Turkey’s parliament extended the emergency rule that was declared in the wake of last year’s coup attempt by another three months on July 17. This marks the fourth time the government has asked the legislature to extend the state of emergency. The emergency rule allows the government to rule by decree.
The government maintains that the state of emergency and the purges are necessary to confront the threats the Gulenist network poses to the country’s national security. The Gulenists had infiltrated the country’s key institutions, including the judiciary, the military and the police force prior to the coup attempt and paralysed elements of the entire system, according to the government.

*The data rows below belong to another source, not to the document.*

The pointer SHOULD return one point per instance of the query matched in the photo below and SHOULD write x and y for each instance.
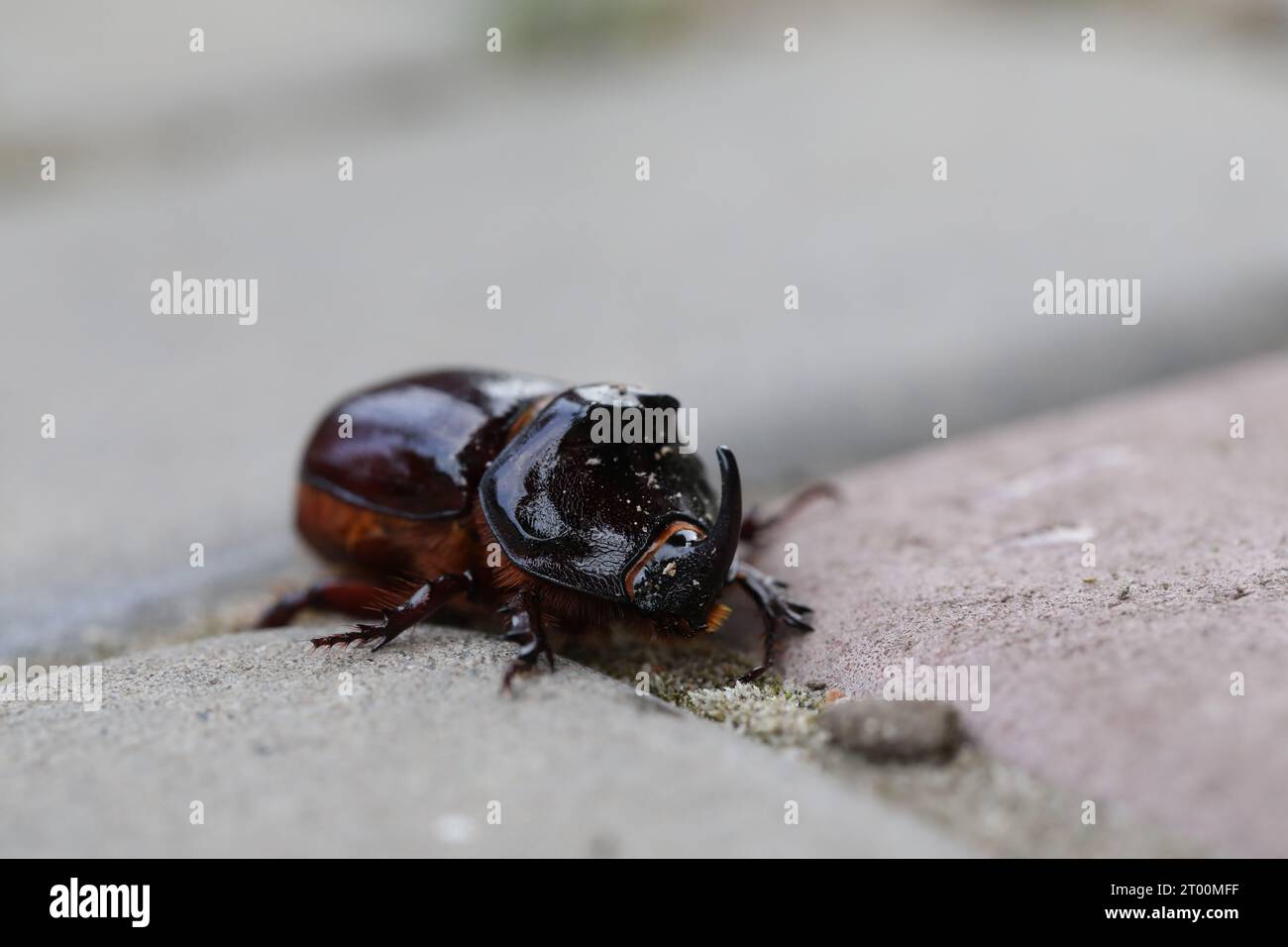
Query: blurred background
(518, 169)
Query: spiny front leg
(342, 595)
(526, 625)
(774, 607)
(420, 604)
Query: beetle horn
(728, 526)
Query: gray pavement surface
(516, 169)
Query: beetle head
(679, 578)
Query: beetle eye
(682, 538)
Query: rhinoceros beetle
(490, 489)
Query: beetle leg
(420, 604)
(756, 523)
(344, 596)
(526, 625)
(774, 607)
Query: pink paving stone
(970, 552)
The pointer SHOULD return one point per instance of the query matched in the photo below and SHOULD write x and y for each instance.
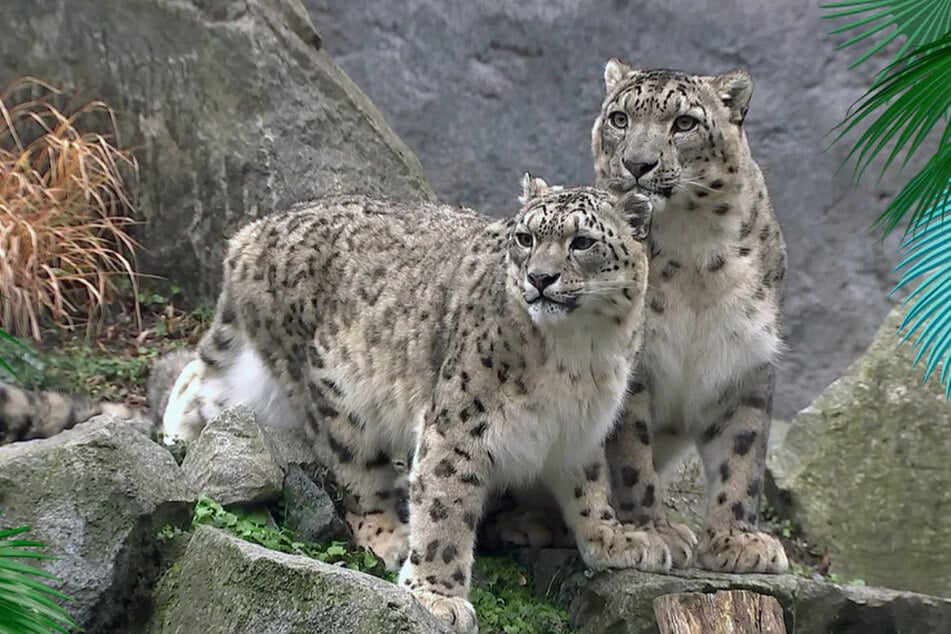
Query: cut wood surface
(725, 612)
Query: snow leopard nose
(541, 281)
(638, 168)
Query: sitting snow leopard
(493, 353)
(716, 274)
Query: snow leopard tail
(27, 414)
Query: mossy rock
(865, 471)
(223, 585)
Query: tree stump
(725, 612)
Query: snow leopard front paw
(383, 533)
(532, 527)
(457, 612)
(610, 544)
(743, 551)
(680, 541)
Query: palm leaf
(917, 22)
(909, 103)
(927, 260)
(5, 336)
(27, 604)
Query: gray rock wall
(485, 90)
(232, 109)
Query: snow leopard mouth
(549, 303)
(625, 185)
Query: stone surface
(227, 586)
(98, 495)
(485, 90)
(232, 107)
(865, 472)
(622, 602)
(308, 509)
(233, 461)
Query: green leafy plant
(508, 604)
(903, 106)
(254, 527)
(27, 604)
(505, 604)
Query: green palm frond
(4, 365)
(919, 22)
(27, 604)
(904, 108)
(928, 259)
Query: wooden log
(725, 612)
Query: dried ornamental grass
(64, 211)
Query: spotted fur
(717, 265)
(27, 414)
(486, 354)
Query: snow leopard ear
(637, 210)
(735, 90)
(615, 71)
(532, 187)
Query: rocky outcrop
(483, 91)
(864, 471)
(223, 585)
(98, 495)
(232, 108)
(233, 460)
(623, 602)
(309, 511)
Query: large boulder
(98, 495)
(483, 91)
(223, 585)
(623, 602)
(233, 108)
(865, 471)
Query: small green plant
(253, 526)
(508, 603)
(505, 605)
(27, 604)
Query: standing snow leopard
(716, 273)
(495, 353)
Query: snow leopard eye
(684, 123)
(618, 119)
(581, 243)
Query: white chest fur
(575, 400)
(712, 330)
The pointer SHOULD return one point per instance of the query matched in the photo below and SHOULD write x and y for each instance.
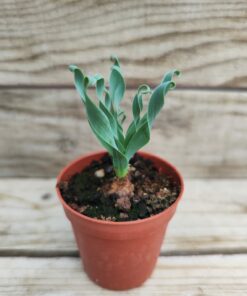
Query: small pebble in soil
(152, 191)
(100, 173)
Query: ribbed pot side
(119, 255)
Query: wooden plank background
(203, 129)
(192, 276)
(206, 39)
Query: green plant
(106, 118)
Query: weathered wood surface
(204, 133)
(210, 219)
(190, 276)
(206, 39)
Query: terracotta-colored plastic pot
(119, 255)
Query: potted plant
(119, 201)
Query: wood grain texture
(204, 133)
(205, 39)
(192, 276)
(211, 218)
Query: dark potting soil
(151, 191)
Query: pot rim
(113, 223)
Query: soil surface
(97, 193)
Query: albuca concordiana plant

In speeches in Ankara and Istanbul over the weekend, President Recep Tayyip Erdogan vowed to continue the crackdown on the suspected coup plotters and their supporters. The government holds the US-based Islamic cleric Fethullah Gulen and his followers responsible for the botched putsch. Since emergency rule was imposed last year, about 50,000 people were arrested and nearly 120,000 were dismissed from state institutions, while 965 companies with assets of around TRY 41bn ($11.3bn) were seized.
The main opposition party Republican People’s Party (CHP) criticised the extension of the emergency rule: “The state of emergency has merely harmed the economy and polarised the entire population of Turkey,” CHP group deputy Engin Altay told reporters on July 17, Hurriyet Daily News reported.
CHP leader Kemal Kilicdaroglu said his party would carry out more street protests. Kilicdaroglu concluded his three-week “Justice March” with a massive rally in Istanbul on July 9. The opposition leader set out from the capital Ankara on June 15 after one of his deputies, Enis Berberoglu, was jailed on espionage charges. At the Istanbul rally Kilicdaroglu called for an end to the state of emergency.
Meanwhile the government has claimed that more than 6mn people attended the nationwide events which marked the first anniversary of the failed coup.